De Gaulle narrowly missed being ambushed in his motorcade by a crazed soldier disgusted with Algerian independence.
“Riding in his car down the Avenue de la Liberation, De Gaulle’s vehicle was suddenly sprayed with machine gun fire as it sped through the streets of Paris at 70 miles per hour.
Though the attack killed two policemen, shattered the rear window of his Citroen, and took all out all four tires, his driver managed to get away with the President and his wife unharmed.”
Supposedly, after it was over, De Gaulle got out of the car,dusted the broken glass off his uniform and impassively remarked, “such poor shots”
Try that in a Renault.
Are we to assume in order to save the french car France must become more isolationist?
De Gaulle survived assassination in a Citroen. Kennedy didn’t in a Lincoln. Americans have more guns so are better shots? Nothing to do with Citroen or Lincoln being better. Today both are spent brands IMO.
The French tax system couldn’t evolve a decent 6 or 8 for the lucrative luxury market. The Germans have always understood brand image. When roused France burns cars.
Only if I had a chance today to take my kids in a 8 seat SW à la 504/505 or Nevada….
This discussion is making me sad.I wish I had been of car-buying age back when cars represented unique solutions to local challenges and conditions: fins and V8s, air cooled and hanging off the back, front wheel drive and hydropneumatics, ash frames and Whitworth threads. Now I think we’re heading toward vehicles that represent solutions on a planetary scale. That is why everything is starting to look the same.

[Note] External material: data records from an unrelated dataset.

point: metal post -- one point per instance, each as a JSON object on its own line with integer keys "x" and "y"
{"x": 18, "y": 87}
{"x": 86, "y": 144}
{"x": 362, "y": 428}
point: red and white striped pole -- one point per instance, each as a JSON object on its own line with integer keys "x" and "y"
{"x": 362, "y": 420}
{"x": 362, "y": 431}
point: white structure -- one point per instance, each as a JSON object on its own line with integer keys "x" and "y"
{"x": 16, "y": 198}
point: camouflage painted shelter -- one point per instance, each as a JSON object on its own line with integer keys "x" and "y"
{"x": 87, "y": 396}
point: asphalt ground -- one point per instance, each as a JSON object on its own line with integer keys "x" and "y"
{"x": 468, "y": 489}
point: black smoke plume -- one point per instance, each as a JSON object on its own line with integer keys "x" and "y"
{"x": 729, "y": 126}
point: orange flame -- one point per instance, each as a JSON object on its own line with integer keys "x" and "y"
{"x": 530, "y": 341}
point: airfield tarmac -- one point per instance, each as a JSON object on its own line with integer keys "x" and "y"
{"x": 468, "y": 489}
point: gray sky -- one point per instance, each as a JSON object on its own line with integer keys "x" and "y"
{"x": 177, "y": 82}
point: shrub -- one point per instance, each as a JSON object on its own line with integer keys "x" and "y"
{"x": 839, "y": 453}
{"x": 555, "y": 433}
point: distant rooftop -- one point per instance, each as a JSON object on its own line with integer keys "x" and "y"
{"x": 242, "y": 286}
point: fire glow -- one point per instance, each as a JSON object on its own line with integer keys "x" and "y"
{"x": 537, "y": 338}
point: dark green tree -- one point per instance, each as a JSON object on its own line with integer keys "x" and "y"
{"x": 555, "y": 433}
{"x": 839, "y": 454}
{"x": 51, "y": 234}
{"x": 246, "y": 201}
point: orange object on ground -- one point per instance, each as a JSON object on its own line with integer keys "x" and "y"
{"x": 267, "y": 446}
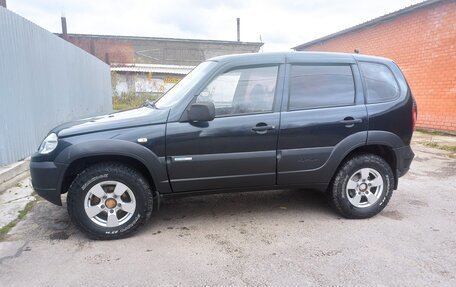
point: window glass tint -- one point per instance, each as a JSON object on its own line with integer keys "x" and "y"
{"x": 380, "y": 82}
{"x": 242, "y": 91}
{"x": 321, "y": 86}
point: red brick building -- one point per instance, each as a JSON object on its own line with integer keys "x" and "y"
{"x": 421, "y": 39}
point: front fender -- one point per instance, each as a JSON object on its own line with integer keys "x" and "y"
{"x": 106, "y": 147}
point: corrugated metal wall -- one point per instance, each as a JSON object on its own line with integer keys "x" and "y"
{"x": 44, "y": 81}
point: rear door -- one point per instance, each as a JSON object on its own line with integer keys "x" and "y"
{"x": 238, "y": 148}
{"x": 324, "y": 108}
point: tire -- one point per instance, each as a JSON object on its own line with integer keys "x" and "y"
{"x": 109, "y": 201}
{"x": 362, "y": 186}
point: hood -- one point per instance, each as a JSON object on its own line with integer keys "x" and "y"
{"x": 131, "y": 118}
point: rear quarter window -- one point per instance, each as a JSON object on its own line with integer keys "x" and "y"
{"x": 381, "y": 85}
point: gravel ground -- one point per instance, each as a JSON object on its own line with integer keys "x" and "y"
{"x": 271, "y": 238}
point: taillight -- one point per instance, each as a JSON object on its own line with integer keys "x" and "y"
{"x": 414, "y": 114}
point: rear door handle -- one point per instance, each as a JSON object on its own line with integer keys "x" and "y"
{"x": 350, "y": 121}
{"x": 262, "y": 128}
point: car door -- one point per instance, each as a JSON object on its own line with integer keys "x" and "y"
{"x": 324, "y": 110}
{"x": 236, "y": 149}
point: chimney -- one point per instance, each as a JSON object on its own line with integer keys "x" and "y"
{"x": 238, "y": 20}
{"x": 63, "y": 20}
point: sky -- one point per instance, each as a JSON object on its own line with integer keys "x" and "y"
{"x": 281, "y": 25}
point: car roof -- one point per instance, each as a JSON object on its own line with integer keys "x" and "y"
{"x": 293, "y": 56}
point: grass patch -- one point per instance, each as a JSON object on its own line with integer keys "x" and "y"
{"x": 439, "y": 146}
{"x": 435, "y": 132}
{"x": 131, "y": 100}
{"x": 22, "y": 213}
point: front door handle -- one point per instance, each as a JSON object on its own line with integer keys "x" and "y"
{"x": 350, "y": 121}
{"x": 262, "y": 128}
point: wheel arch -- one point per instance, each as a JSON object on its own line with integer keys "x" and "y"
{"x": 384, "y": 151}
{"x": 79, "y": 156}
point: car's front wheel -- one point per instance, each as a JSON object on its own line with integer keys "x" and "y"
{"x": 109, "y": 201}
{"x": 362, "y": 187}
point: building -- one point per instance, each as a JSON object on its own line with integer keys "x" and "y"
{"x": 150, "y": 65}
{"x": 421, "y": 39}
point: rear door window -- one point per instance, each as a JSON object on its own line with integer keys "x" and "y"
{"x": 313, "y": 86}
{"x": 380, "y": 82}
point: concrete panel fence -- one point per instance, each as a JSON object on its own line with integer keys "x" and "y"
{"x": 44, "y": 81}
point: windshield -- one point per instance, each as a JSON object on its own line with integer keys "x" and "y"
{"x": 174, "y": 95}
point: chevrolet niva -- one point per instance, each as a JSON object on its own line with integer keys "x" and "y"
{"x": 338, "y": 123}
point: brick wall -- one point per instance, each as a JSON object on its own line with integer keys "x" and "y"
{"x": 423, "y": 44}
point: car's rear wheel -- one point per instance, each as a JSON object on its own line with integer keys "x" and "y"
{"x": 109, "y": 201}
{"x": 362, "y": 186}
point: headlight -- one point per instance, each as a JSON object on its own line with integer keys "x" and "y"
{"x": 49, "y": 144}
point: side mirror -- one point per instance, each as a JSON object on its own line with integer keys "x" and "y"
{"x": 201, "y": 112}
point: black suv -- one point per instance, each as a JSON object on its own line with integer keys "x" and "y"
{"x": 339, "y": 123}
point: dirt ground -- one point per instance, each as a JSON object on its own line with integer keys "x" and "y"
{"x": 271, "y": 238}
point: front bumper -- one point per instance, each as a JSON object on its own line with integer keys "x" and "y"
{"x": 47, "y": 180}
{"x": 404, "y": 157}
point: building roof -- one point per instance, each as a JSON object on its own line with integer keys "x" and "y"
{"x": 142, "y": 38}
{"x": 152, "y": 68}
{"x": 369, "y": 23}
{"x": 155, "y": 50}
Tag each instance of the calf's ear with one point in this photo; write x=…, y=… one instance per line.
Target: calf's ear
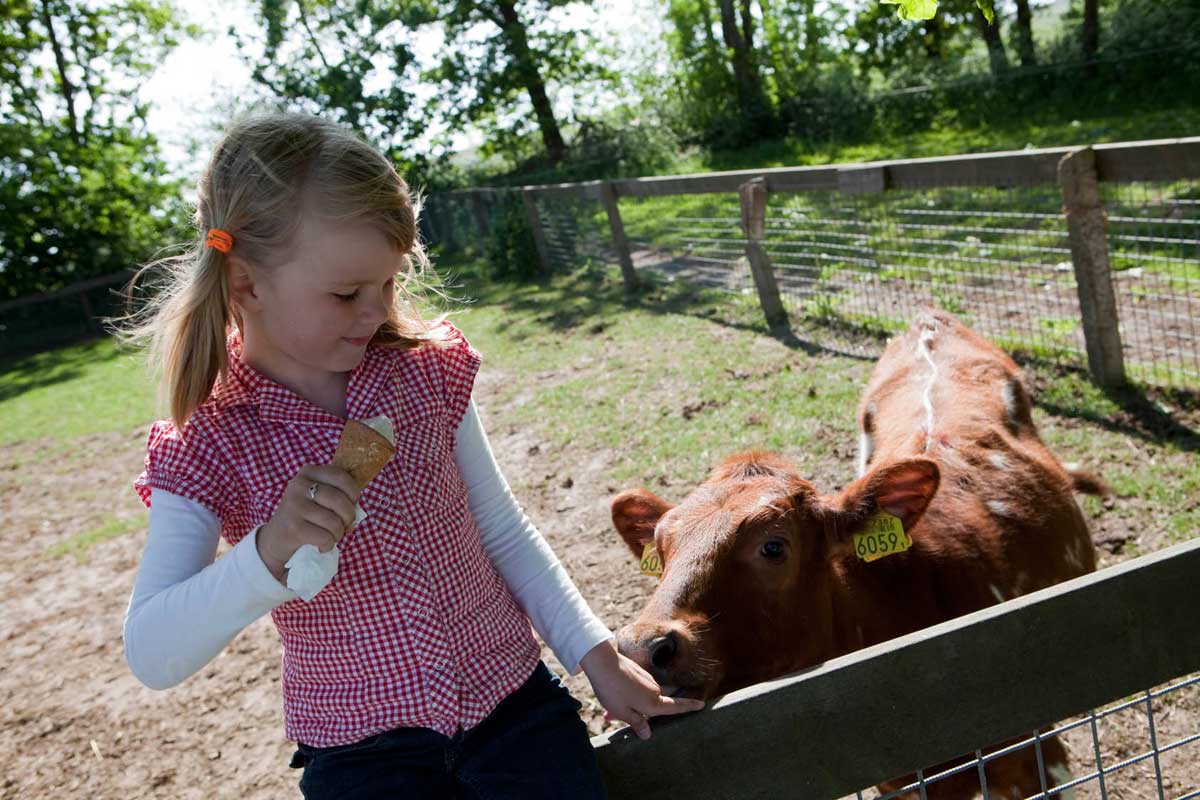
x=635, y=512
x=901, y=488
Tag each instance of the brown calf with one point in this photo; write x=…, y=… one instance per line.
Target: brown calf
x=760, y=572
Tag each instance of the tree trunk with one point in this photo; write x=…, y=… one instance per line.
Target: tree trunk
x=933, y=37
x=751, y=101
x=1091, y=34
x=516, y=44
x=996, y=54
x=64, y=82
x=1025, y=34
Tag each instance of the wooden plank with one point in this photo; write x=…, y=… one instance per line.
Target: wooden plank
x=930, y=696
x=539, y=234
x=862, y=180
x=784, y=179
x=1087, y=233
x=585, y=191
x=66, y=292
x=1000, y=169
x=609, y=197
x=753, y=198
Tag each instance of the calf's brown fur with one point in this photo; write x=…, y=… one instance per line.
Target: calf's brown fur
x=760, y=577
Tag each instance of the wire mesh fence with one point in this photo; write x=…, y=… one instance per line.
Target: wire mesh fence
x=1155, y=253
x=1143, y=746
x=575, y=230
x=696, y=239
x=77, y=312
x=997, y=257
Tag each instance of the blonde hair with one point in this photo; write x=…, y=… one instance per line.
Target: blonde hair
x=264, y=172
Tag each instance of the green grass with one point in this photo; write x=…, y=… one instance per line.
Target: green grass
x=82, y=543
x=663, y=385
x=948, y=139
x=82, y=389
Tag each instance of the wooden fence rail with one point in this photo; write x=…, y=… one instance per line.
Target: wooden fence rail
x=930, y=696
x=1077, y=172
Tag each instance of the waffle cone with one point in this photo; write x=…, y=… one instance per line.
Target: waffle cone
x=361, y=452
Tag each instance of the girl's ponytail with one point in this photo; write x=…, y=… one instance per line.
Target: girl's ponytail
x=265, y=174
x=185, y=323
x=195, y=352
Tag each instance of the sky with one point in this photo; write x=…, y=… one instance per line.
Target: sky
x=202, y=79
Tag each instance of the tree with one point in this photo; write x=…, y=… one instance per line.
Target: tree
x=83, y=188
x=720, y=82
x=1091, y=32
x=989, y=30
x=322, y=56
x=737, y=30
x=483, y=83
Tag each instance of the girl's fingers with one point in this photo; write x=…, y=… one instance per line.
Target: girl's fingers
x=640, y=723
x=321, y=517
x=333, y=499
x=664, y=705
x=333, y=477
x=318, y=536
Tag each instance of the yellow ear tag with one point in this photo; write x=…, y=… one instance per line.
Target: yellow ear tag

I’m going to go give my Citroen a hug now.
I’ve always like Renaults. Last year I lost my mind and bought a 2008 Prius. The best car purchase decision I’ve ever taken. So I sold it last month and got myself another Renault, a 2007 Mégane. Manual, petrol, with nice leather seats and electrical failure (rear windows are on general strike) but the chassis is really good, and the comfort is OMG.
Now, I’m not so sure about Peugeot-Citroen stategy, but I don’t worry at all for Renault. First they have Carlos Goshn, and his alliance strategy with Nissan that is working slowly but surely. Dacia addition is brilliant. The only question would be about the Frenchness of Renault, and in general on the fact that middle class are shrinking, so there are Premium and Low-costs cars, but the Renault buyer base is just disapearing.
They have a decent designer now (see latest Clio, Captur, Zoe). And for the last few years they have become truly reliable.
Now they have a man on charge for the past year or so, called Carlos Tavares. Remember that name!
This man is a Renault nut, and that will save the brand (its identity). First he ditched the Gordini revival that was made 3 years ago and criticized by the enthousiasts (these were just glorified Renault Sport models).
Gordini will come back soon, but completely differently, as more hardcore track versions of the Renault Sport range.
He’s making Alpine coming back, with the partnership with Catheram. And Alpine is going to be at the 2013 24 hours of Le Mans (probably first through heavy sponsoring/light engineering as I can see a serious project built in few months time).
He will also refresh the “Initiale Paris” brand (luxury trim of current Renault models), it will be the answer to Citroen’s DS line.
The fact that this guy is a Renault enthousiast means that he undestands the cultural part of the brand, and take the right decisions. I think he will make sure Renaults will keep their “Frenchness”.